Train the Model

You can use the LISAHotspotClustering class for identifying clusters and outliers. It internally performs all the analysis done so far, calculating the Local Moran’s I for each observation in the dataset and assigns them to the corresponding quadrant.

Depending on the build parameters, some observations can be labeled with –1 (undefined). For example, in the following code, setting the max_p_value=0.05 parameter causes all observations with a p-value greater than 0.05 to be labeled with –1 in order to keep only statistically significant values.

from oraclesai.clustering import LISAHotspotClustering
 
# Create an instance of LISAHotspotClustering
lisa_model = LISAHotspotClustering(column="MEDIAN_INCOME",
                                   max_p_value=0.05,
                                   spatial_weights_definition=weights_definition)
 
# Train the model
lisa_model.fit(X)
 
# Print the labels
lisa_labels = lisa_model.labels_
print(f"labels = {lisa_labels[:10]}")

The output of the program are the labels or quadrants assigned to the first ten observation of the training set.
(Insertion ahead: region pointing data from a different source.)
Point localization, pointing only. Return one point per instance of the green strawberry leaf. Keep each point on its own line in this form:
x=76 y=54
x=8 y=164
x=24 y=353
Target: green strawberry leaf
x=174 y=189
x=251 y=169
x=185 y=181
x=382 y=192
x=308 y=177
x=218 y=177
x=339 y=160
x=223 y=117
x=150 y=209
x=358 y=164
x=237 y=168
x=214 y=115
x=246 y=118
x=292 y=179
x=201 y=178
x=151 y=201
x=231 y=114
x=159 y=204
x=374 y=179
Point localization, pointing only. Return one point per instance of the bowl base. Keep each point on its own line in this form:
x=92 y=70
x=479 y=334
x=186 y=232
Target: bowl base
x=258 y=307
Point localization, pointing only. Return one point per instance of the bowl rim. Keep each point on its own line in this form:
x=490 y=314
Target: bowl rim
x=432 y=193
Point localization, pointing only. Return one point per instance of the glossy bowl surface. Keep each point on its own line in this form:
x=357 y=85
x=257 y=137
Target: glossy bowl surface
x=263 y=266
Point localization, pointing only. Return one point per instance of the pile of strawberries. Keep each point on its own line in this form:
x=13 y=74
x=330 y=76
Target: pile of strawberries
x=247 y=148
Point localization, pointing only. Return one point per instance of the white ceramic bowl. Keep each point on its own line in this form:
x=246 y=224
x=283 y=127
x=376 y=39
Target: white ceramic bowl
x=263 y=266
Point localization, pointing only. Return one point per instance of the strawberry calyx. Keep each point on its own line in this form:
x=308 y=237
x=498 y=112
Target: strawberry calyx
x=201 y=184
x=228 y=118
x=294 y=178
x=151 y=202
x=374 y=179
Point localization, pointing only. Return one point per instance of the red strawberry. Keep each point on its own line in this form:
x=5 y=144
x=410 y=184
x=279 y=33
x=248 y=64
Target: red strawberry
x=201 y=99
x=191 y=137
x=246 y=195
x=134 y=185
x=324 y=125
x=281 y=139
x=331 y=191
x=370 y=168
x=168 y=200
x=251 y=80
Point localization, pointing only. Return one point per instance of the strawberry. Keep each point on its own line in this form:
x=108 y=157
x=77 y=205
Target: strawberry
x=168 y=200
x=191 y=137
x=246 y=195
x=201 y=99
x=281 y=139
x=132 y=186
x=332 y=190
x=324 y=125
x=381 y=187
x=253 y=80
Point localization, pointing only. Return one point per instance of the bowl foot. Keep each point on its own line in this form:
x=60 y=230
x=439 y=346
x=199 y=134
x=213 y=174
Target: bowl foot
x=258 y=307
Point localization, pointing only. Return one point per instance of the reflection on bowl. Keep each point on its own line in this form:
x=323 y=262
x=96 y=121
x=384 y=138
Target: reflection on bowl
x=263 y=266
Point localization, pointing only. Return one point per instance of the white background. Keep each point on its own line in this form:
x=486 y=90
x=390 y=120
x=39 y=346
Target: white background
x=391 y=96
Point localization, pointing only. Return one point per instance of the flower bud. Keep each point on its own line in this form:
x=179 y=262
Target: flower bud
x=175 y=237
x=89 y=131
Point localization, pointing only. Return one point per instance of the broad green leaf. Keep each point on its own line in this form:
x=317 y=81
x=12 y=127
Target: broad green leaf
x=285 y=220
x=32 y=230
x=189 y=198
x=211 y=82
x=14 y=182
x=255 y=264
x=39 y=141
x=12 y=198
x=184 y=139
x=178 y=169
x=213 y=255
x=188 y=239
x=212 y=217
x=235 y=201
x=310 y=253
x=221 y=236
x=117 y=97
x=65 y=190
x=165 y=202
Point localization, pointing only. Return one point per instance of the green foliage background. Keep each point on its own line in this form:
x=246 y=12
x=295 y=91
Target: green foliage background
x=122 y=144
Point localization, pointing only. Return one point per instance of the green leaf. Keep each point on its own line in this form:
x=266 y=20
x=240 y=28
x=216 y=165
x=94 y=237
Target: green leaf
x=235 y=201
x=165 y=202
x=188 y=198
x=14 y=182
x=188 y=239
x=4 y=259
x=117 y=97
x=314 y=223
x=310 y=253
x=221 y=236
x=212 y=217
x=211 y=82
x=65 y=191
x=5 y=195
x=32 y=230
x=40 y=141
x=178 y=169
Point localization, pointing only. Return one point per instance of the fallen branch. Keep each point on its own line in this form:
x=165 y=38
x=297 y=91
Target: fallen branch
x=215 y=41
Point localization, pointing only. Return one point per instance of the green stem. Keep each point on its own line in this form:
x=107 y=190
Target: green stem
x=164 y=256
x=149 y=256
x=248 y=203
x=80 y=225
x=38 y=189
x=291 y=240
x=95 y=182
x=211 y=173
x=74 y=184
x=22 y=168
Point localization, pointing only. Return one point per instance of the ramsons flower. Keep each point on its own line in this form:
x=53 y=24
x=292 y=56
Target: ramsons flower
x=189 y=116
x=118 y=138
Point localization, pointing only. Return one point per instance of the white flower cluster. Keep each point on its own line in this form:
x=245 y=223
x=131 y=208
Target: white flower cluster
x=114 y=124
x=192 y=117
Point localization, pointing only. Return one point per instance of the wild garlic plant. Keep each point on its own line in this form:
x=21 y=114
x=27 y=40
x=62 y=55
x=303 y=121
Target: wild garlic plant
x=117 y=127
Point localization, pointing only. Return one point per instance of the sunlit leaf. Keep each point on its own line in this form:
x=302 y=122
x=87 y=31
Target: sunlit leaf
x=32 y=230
labels = [ 2  2  1  1  1  1  1 -1 -1 -1]

Hot spots are labeled with the number 1, while cold spots are labeled with the number 3. To identify only hot and cold spots, perform the following.

import numpy as np

hotcold_labels = np.where(lisa_labels % 2 != 0, lisa_labels, -1)

A spatial outlier is an observation with a value different from its neighbors. These are represented with the label 2 and 4. To identify the spatial outliers, run the following code.

outlier_labels = np.where(lisa_labels % 2 == 0, lisa_labels, -1)